Justiça à americana
por Bruno CarmeloA cinebiografia A Dama Dourada é baseada em um caso extraordinário, retratando a trajetória de uma pessoa comum que vence uma estrutura muito mais poderosa do que ela. No caso, a austríaca Maria Altmann (Helen Mirren) decide atacar o governo de seu país na justiça, para reaver o quadro “Woman in Gold”, de Gustav Klimt, que foi roubado de sua casa durante a invasão dos nazistas. Quem ajuda esta mulher é um advogado igualmente comum e despreparado para uma tarefa tão grande: o jovem Randol Schoenberg (Ryan Reynolds).
Partindo dessa premissa, o roteiro decide retratar simultaneamente a dura vida de Maria no passado e sua luta otimista no presente. A montagem paralela alterna cenas dos dias atuais, cômicas e ensolaradas, com o pesadelo dos flashbacks, em tom dessaturado, profundamente sentimental. O diretor Simon Curtis parece dizer que a vida dos judeus emigrantes melhorou, que os horrores ficaram para trás, e que a maioria dos traumas são individuais, não coletivos – afinal, a luta da protagonista é construída como desejo isolado de reparação pessoal, ao invés da luta simbólica de uma nação.
Para tornar a história mais palatável ao grande público, Curtis decide se focar no trauma da protagonista, minimizando os inúmeros trâmites burocráticos do caso real. A intenção é louvável: ao lado das lágrimas e horrores das cenas no passado, os momentos contemporâneos oferecem uma quantidade generosa de humor. A dupla principal de atores transita entre drama e comédia com naturalidade: Helen Mirren tenta fazer de Maria Altmann uma mulher impulsiva e briguenta, já Ryan Reynolds compõe um advogado atrapalhado e ingênuo.
Infelizmente, o roteiro não facilita o trabalho do elenco. As motivações dos personagens são mal trabalhadas: por que a protagonista decidiu reaver os seus direitos de repente, e por que muda de ideia tantas vezes sobre o desejo de processar o governo austríaco? O que teria motivado Randol a investir todo o seu tempo e dinheiro numa causa quase impossível? Como explicar o súbito apego do advogado às suas raízes? A construção dos personagens coadjuvantes é ainda pior: o talentoso Daniel Brühl é subaproveitado no papel de um homem que aparece ou some sem explicações ou motivações plausíveis, enquanto Katie Holmes torna-se risível ao privar seu bebê recém-nascido de recursos para que o marido siga adiante com o processo.
Como filme de tribunal, A Dama Dourada é ainda mais frágil. O humor pueril prejudica as cenas passadas na Suprema Corte: é difícil crer em Maria Altmann insistindo que Randol aceite balas no meio da defesa, ou em todo o tribunal rindo de uma piada sobre minhocas em um momento seríssimo.

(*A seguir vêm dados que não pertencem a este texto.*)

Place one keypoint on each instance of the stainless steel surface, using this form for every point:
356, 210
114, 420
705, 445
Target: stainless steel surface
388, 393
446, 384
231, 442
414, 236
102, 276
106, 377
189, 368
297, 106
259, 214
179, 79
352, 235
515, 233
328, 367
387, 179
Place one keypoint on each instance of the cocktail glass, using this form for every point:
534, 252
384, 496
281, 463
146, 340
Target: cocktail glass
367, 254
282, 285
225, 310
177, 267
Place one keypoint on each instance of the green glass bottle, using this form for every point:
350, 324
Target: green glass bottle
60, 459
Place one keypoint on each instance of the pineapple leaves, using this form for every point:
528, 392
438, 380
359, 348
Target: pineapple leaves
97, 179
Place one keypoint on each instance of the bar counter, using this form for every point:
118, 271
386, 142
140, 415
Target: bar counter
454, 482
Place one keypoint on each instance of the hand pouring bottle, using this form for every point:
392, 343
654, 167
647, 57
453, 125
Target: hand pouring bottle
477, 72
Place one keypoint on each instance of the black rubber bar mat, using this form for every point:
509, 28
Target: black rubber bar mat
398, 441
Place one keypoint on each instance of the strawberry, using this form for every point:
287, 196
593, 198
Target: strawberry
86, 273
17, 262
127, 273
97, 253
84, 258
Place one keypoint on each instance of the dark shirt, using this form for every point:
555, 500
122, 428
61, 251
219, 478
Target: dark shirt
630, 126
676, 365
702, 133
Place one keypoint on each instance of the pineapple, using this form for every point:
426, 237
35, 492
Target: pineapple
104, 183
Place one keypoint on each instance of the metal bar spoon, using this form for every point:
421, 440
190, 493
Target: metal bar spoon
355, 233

Os experientes advogados da oposição nunca representam um perigo real, nem funcionam como elemento de tensão. O roteiro trabalha a noção utópica de justiça, estimando que a verdade sempre prevalecerá sobre a mentira, mais cedo ou mais tarde, de modo natural.

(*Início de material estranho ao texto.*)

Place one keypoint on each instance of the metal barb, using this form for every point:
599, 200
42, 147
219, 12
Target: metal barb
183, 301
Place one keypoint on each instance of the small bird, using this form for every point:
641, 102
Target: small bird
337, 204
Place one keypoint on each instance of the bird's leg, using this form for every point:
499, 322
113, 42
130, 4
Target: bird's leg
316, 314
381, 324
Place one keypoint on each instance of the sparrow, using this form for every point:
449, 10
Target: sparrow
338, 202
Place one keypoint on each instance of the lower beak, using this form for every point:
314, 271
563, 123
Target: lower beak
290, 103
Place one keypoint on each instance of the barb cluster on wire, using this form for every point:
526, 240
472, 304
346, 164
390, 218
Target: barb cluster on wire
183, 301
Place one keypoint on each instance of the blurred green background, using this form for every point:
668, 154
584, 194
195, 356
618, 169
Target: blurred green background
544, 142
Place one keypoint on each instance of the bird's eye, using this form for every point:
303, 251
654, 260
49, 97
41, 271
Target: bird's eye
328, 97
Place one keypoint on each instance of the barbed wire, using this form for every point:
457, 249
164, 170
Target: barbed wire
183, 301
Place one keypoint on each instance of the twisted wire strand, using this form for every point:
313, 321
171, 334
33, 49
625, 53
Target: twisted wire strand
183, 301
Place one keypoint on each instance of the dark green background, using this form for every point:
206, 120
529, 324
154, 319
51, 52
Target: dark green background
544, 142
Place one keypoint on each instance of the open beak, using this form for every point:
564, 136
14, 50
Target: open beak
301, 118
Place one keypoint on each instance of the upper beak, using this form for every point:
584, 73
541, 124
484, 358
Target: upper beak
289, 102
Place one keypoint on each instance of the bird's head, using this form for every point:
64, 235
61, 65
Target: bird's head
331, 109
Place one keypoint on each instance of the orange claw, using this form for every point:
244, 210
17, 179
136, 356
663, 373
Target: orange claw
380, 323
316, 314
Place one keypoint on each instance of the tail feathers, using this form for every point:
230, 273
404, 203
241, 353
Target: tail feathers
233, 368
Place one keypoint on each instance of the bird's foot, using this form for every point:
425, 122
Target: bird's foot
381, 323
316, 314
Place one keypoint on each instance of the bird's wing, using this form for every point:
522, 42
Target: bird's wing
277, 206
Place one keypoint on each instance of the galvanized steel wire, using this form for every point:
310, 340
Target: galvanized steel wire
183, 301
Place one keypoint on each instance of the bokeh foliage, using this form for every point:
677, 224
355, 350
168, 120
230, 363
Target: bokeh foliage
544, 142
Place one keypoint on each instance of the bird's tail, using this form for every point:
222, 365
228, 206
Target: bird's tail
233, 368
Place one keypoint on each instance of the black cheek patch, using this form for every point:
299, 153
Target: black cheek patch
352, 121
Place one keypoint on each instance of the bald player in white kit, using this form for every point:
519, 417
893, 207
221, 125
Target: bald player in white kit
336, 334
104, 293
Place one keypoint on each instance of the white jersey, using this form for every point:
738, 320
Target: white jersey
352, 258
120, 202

“Isso aqui não é a Áustria, são os Estados Unidos!”, diz um personagem para sublinhar as dificuldades do julgamento em solo americano. Enquanto o filme insiste no funcionamento implacável da justiça ianque, uma bandeira norte-americana balança ao vento no fundo da imagem. A biografia assume a vocação patriótica de uma História feita por indivíduos excepcionais movidos por vontades heroicas, ao invés de uma sequência de embates sistemáticos entre sociedades e ideias.
Filme visto no 65º festival de Berlim, em fevereiro de 2015.